When Israel left Egypt, a foreign land whose language they did not adopt, G-d selected the Tribe of Judah for a position of prominence. (This was based largely on the actions of Nachshon ben Aminadav, leader of the Tribe, who placed his trust in G-d and led the charge into the Red Sea.) At the Red Sea, Israel left Egyptian servitude and started reporting exclusively to G-d. The Red Sea split, just as the Jordan would later do in the time of Joshua (see Joshua chapter 3). When G-d gave the Torah, the mountains around Sinai trembled. David asks what made the sea, the Jordan and the mountains act this way. It was because they were in awe of G-d, Who is Master of the entire world!
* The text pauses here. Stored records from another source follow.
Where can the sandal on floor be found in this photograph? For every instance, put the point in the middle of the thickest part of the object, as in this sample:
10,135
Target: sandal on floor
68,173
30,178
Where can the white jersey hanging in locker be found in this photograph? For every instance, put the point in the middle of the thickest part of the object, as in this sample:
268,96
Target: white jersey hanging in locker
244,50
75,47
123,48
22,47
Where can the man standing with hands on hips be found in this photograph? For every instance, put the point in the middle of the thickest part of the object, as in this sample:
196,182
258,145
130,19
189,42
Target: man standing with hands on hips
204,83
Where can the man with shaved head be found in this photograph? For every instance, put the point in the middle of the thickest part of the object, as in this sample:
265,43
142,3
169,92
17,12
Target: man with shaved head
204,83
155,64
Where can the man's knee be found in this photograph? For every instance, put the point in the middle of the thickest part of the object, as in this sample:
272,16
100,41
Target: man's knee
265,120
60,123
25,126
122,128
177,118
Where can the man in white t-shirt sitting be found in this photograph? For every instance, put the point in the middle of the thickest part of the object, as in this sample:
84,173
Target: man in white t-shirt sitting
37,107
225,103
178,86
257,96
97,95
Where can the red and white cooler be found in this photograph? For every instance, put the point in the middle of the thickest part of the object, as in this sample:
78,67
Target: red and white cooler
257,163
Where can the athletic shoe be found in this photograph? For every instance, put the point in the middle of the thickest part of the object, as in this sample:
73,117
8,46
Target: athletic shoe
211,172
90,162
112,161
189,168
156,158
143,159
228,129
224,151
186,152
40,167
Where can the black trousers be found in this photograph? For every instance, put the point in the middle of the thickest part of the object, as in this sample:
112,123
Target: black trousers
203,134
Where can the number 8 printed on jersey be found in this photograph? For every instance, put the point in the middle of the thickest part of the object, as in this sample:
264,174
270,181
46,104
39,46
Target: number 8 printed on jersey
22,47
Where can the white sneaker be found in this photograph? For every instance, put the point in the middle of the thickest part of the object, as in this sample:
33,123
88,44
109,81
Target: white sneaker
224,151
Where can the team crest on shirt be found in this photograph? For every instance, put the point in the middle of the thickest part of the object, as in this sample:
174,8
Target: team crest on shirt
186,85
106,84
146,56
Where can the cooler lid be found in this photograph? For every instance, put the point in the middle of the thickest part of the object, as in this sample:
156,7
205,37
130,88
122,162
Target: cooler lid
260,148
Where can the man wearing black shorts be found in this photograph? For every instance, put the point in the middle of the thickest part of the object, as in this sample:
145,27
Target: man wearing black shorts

G-d brings water from rocks, as He did for the Jews in the wilderness; He will likewise turn stones of flint into fountains of water.
The phrase for a nation that speaks a different language (referring to Egypt) is Me'am Loez. The phrase was used for an 18th-century commentary on Tanach by Rabbi Yaakov Culi, which was written in Ladino (and is the best-known work in that language).